Winter has again caused problems for people hiking the trail. A bridge is out at Oswald West. Trees fell during the winter closing the Cape Lookout north trail. And last week I discovered a major slide on the north Rain Forest Trail at Cascade Head.
And what is worse, I found out I was in the minority. Last year, I wrote about a hiker who was attempting the Oregon Coast Trail for the eighth time. She hadn’t completed it. She always quit somewhere around Pacific City or Lincoln City, with words to the effect of “too many roads.” Then, this week, someone else complained about the trail — “too much road and too much beach.” First of all, what would you expect with an ocean? And, second, the beach is my favorite part (especially the Oregon Dunes with miles of no road noise and plenty of surf ambience). Several of the detours new for this year are ways to walk less road and more beach.
•••
Hiking the Oregon Coast Trail from north to south, before reaching Siletz Bay National Wildlife Refuge the previous trail segments are a long road section from Pacific City to Winema. Several miles of beach are then followed by another road section (since the north Cascade Head trail has a slide and Fire Road 1861 closed about one and a half years ago).

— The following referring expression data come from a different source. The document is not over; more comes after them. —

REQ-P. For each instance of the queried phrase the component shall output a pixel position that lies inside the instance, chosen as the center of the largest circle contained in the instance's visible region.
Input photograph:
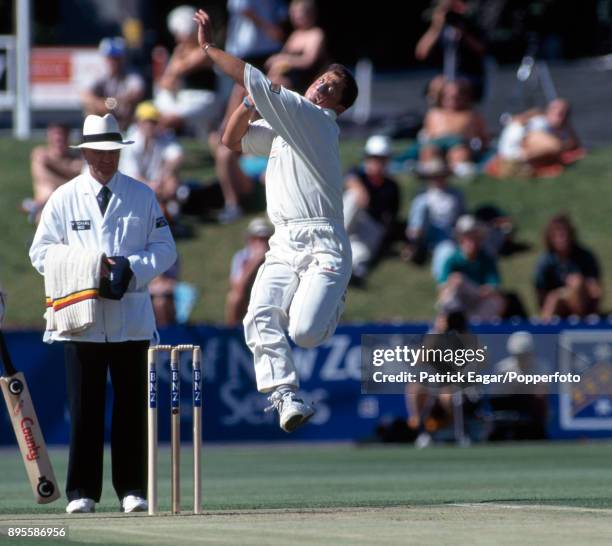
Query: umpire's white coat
(133, 226)
(301, 285)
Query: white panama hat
(379, 145)
(102, 133)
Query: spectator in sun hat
(371, 203)
(118, 91)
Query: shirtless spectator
(52, 165)
(245, 265)
(185, 95)
(454, 131)
(255, 32)
(539, 142)
(568, 276)
(155, 156)
(304, 54)
(469, 281)
(371, 203)
(432, 218)
(118, 91)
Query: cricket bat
(27, 429)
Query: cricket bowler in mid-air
(300, 287)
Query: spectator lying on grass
(538, 143)
(567, 276)
(52, 165)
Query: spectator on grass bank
(458, 41)
(371, 204)
(118, 91)
(52, 165)
(255, 32)
(432, 217)
(186, 90)
(567, 275)
(538, 143)
(304, 54)
(162, 289)
(469, 280)
(454, 131)
(155, 157)
(245, 265)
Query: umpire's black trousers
(87, 366)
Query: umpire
(102, 210)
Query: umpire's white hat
(102, 133)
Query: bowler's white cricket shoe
(293, 412)
(81, 506)
(134, 503)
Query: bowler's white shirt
(133, 226)
(304, 174)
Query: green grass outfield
(395, 291)
(549, 493)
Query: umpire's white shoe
(81, 506)
(293, 412)
(134, 503)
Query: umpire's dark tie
(103, 198)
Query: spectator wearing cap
(568, 275)
(155, 157)
(432, 217)
(245, 265)
(469, 280)
(185, 92)
(371, 203)
(52, 164)
(117, 91)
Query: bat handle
(6, 357)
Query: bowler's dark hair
(350, 91)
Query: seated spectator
(371, 204)
(454, 131)
(538, 143)
(155, 156)
(162, 289)
(304, 55)
(255, 32)
(118, 91)
(245, 265)
(567, 276)
(432, 218)
(52, 165)
(185, 95)
(519, 410)
(469, 280)
(459, 43)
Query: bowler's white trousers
(299, 289)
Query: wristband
(247, 104)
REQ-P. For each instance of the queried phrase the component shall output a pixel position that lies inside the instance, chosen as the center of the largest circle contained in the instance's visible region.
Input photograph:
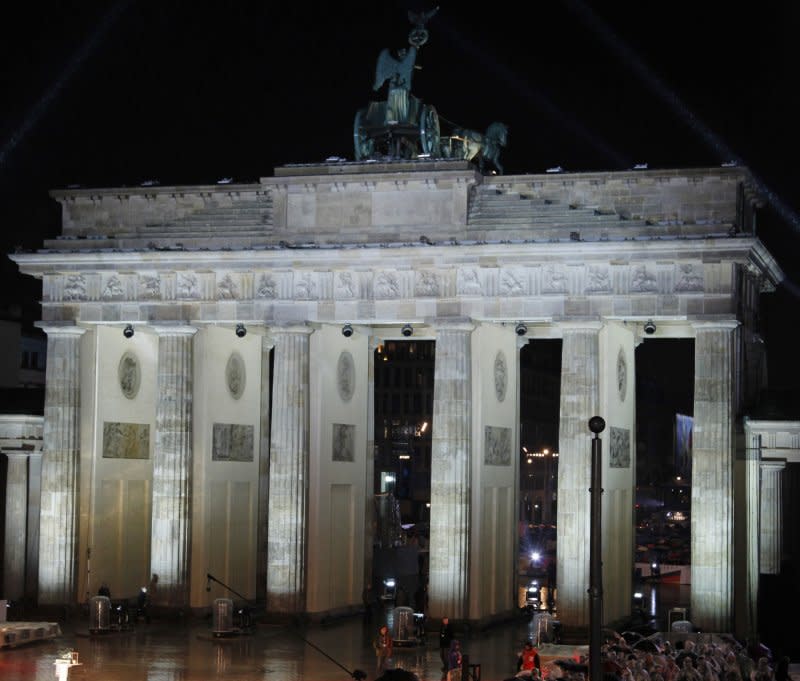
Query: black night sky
(118, 93)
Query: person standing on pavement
(454, 661)
(445, 639)
(383, 649)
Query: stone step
(577, 218)
(213, 228)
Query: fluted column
(288, 472)
(771, 516)
(33, 522)
(712, 477)
(263, 470)
(748, 598)
(16, 525)
(58, 529)
(580, 399)
(451, 449)
(172, 467)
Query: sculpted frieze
(129, 375)
(305, 286)
(232, 442)
(346, 376)
(497, 446)
(468, 281)
(149, 287)
(690, 278)
(188, 286)
(227, 288)
(554, 280)
(426, 283)
(513, 281)
(266, 286)
(75, 287)
(113, 289)
(387, 285)
(500, 376)
(343, 445)
(235, 375)
(620, 450)
(598, 280)
(345, 286)
(643, 281)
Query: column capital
(61, 328)
(578, 325)
(172, 329)
(714, 324)
(16, 453)
(293, 328)
(773, 464)
(454, 324)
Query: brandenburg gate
(205, 413)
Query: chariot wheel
(363, 146)
(429, 133)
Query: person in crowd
(446, 636)
(383, 649)
(454, 661)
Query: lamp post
(596, 425)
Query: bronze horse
(473, 145)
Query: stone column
(288, 472)
(34, 512)
(770, 523)
(263, 471)
(451, 449)
(580, 400)
(172, 467)
(14, 557)
(747, 599)
(58, 530)
(712, 477)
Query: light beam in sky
(38, 110)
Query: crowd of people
(684, 661)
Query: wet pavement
(188, 651)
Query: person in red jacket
(529, 659)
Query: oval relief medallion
(129, 375)
(346, 376)
(500, 376)
(622, 375)
(235, 377)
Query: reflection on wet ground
(170, 651)
(188, 651)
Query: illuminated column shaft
(712, 477)
(752, 484)
(450, 473)
(61, 449)
(16, 531)
(288, 473)
(579, 402)
(172, 467)
(263, 471)
(34, 512)
(771, 517)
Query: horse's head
(498, 133)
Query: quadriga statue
(474, 146)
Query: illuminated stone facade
(463, 258)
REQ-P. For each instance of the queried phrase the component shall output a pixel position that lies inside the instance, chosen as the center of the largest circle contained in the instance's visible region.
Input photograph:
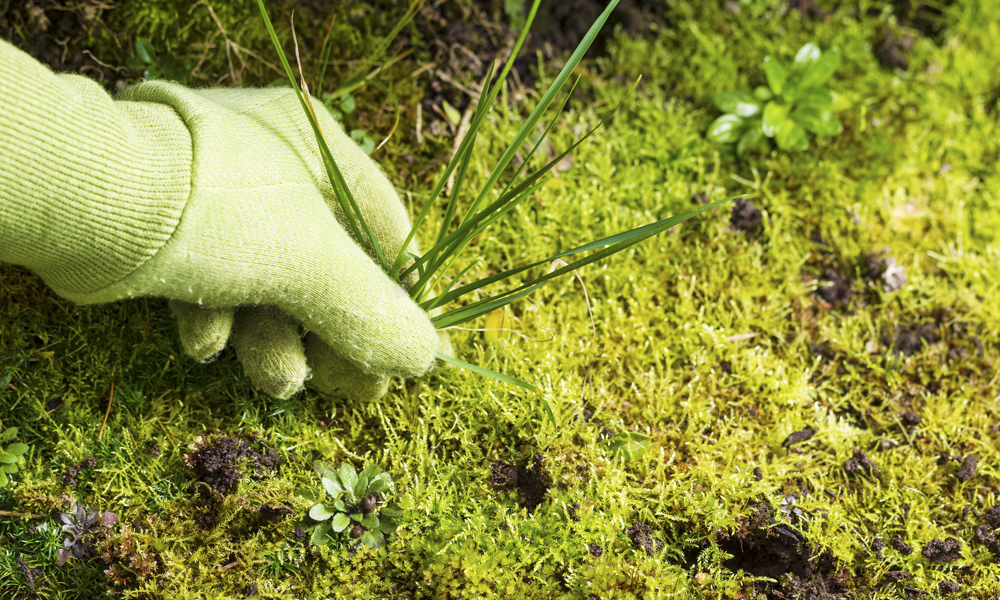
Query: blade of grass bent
(485, 101)
(486, 372)
(341, 191)
(609, 246)
(542, 105)
(543, 137)
(463, 234)
(452, 164)
(432, 304)
(438, 271)
(434, 272)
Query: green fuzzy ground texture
(715, 343)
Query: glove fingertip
(204, 332)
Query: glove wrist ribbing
(87, 194)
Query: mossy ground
(712, 342)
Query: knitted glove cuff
(90, 188)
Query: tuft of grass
(434, 263)
(913, 173)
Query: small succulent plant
(83, 527)
(794, 102)
(354, 507)
(10, 455)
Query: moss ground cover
(818, 427)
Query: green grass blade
(543, 137)
(542, 106)
(342, 192)
(448, 257)
(432, 304)
(485, 101)
(324, 57)
(464, 148)
(465, 232)
(486, 372)
(606, 247)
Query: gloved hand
(217, 200)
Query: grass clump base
(813, 431)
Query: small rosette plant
(10, 455)
(793, 104)
(354, 507)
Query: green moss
(713, 343)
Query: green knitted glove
(217, 200)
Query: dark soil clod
(782, 554)
(835, 289)
(275, 512)
(531, 480)
(901, 546)
(70, 477)
(641, 537)
(948, 587)
(860, 464)
(911, 339)
(945, 550)
(798, 436)
(745, 216)
(217, 463)
(968, 469)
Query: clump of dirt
(275, 512)
(969, 468)
(221, 462)
(745, 217)
(860, 464)
(925, 17)
(798, 436)
(986, 532)
(129, 558)
(945, 550)
(948, 587)
(782, 554)
(642, 538)
(463, 39)
(909, 418)
(531, 480)
(74, 471)
(62, 34)
(84, 529)
(901, 546)
(835, 289)
(559, 26)
(910, 339)
(891, 51)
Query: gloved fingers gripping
(375, 195)
(269, 345)
(336, 377)
(204, 331)
(340, 294)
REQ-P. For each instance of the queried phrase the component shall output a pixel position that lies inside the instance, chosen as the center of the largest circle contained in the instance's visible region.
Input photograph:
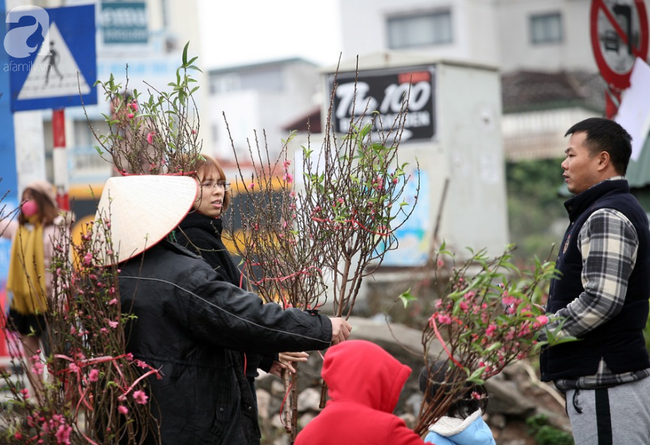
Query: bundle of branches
(159, 135)
(87, 389)
(95, 392)
(330, 220)
(486, 318)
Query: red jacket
(364, 383)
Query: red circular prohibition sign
(614, 79)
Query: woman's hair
(467, 401)
(46, 210)
(205, 167)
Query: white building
(518, 36)
(260, 98)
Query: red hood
(365, 373)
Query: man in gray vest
(601, 295)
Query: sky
(251, 31)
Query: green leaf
(407, 297)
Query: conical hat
(142, 210)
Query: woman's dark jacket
(187, 321)
(201, 234)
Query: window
(432, 28)
(546, 28)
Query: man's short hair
(606, 135)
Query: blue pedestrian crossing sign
(53, 59)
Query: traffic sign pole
(60, 159)
(616, 45)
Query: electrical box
(452, 130)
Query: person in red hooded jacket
(364, 383)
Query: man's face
(580, 166)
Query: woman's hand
(286, 361)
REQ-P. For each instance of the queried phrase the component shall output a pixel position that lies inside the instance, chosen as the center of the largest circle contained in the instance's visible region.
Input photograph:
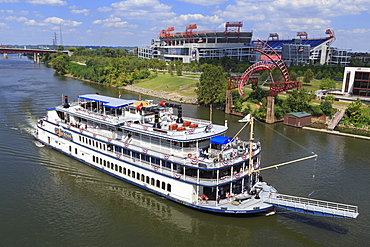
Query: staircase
(312, 206)
(335, 120)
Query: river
(48, 199)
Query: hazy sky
(136, 22)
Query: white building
(356, 81)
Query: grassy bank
(182, 85)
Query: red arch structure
(270, 60)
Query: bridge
(36, 52)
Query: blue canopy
(107, 101)
(221, 140)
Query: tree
(212, 85)
(59, 64)
(308, 76)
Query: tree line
(115, 67)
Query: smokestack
(156, 114)
(66, 105)
(179, 110)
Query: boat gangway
(312, 206)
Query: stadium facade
(233, 43)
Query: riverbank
(172, 96)
(161, 94)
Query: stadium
(192, 45)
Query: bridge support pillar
(270, 114)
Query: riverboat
(189, 161)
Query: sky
(136, 22)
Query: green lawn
(166, 82)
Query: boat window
(167, 164)
(117, 149)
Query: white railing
(301, 202)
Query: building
(233, 43)
(356, 82)
(297, 119)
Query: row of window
(128, 152)
(133, 174)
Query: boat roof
(108, 101)
(221, 140)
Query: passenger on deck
(203, 198)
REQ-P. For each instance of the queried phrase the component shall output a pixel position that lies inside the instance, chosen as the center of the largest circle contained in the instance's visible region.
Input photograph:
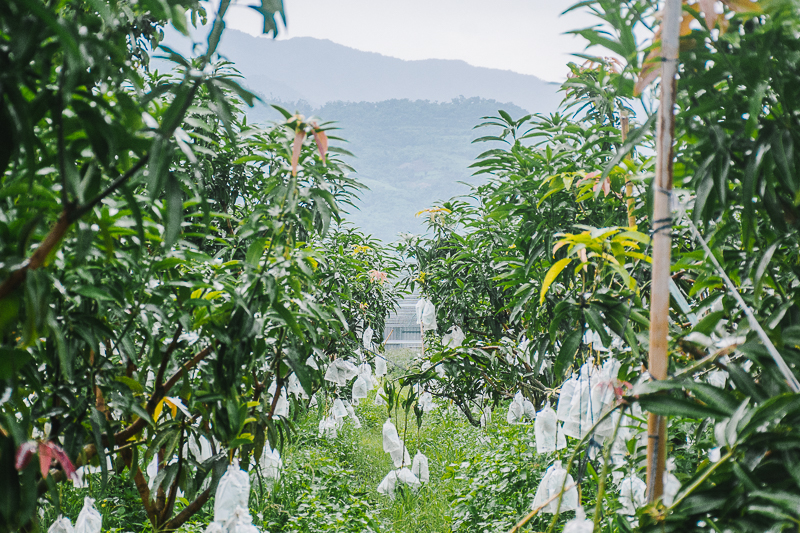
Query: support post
(662, 242)
(624, 128)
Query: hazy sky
(525, 36)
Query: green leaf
(131, 383)
(93, 292)
(668, 405)
(174, 211)
(551, 275)
(567, 353)
(268, 9)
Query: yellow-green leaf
(551, 275)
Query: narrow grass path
(445, 438)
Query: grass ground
(480, 480)
(445, 438)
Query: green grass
(331, 485)
(445, 438)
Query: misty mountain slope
(409, 123)
(409, 153)
(321, 71)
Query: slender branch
(58, 118)
(39, 255)
(165, 358)
(141, 485)
(533, 513)
(113, 186)
(181, 518)
(174, 489)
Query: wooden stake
(662, 242)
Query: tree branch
(65, 220)
(188, 512)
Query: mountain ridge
(321, 71)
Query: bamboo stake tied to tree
(662, 242)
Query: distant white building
(403, 325)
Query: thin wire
(791, 380)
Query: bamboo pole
(624, 128)
(662, 242)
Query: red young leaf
(299, 136)
(24, 454)
(322, 142)
(743, 6)
(651, 69)
(709, 13)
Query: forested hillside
(409, 153)
(330, 72)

After Cascade Head is another long section of road (will someone please connect Fraser Road to the Lincoln City Knoll Trail), followed by six miles of beach before another long section of Highway 101. I needed a break, and easily understood why the lady gave up. Too much/so much road. Of the 425 miles of the Oregon Coast Trail, more than 175 miles is road. Way too much has heavy traffic and unsafe, narrow shoulders.
Back to exiting the beach at Lincoln City: Heading south two and a half miles after joining Highway 101 at 51st Street, you cross the Siletz River and soon enter Siletz Bay National Wildlife Reserve to the east.
Established in 1991 as one of six wildlife reserves in Oregon, the Siletz Bay reserve was a major project to turn dairy pasture back to a salt marsh. Dikes were breached and removed, ditches were filled, and trees added to provide additional fish-sheltering areas. It wasn’t until 2017 before the roughly half-mile Alder Island Nature Trail opened. Of course, I walk a mile clockwise and counter-clockwise so I can do it the right way and the Powell way. In my previous walks I had seen eagles, herons, river otters, and last year finally black-tailed deer. My thinking bench is at the far end of the trail loop overlooking the Siletz.
I need to ponder.
Why didn’t I tell the eight-time hiker to do the Oregon Coast Trail in sections? Why don’t people like the quiet of the beaches? What I am really thinking about is why hasn’t the Oregon Coast Trail plan been finalized? What trails could be added to reduce road usage? Could a ferry system across the many rivers save dozens of miles? Oh well, perhaps my next bench think time will be better.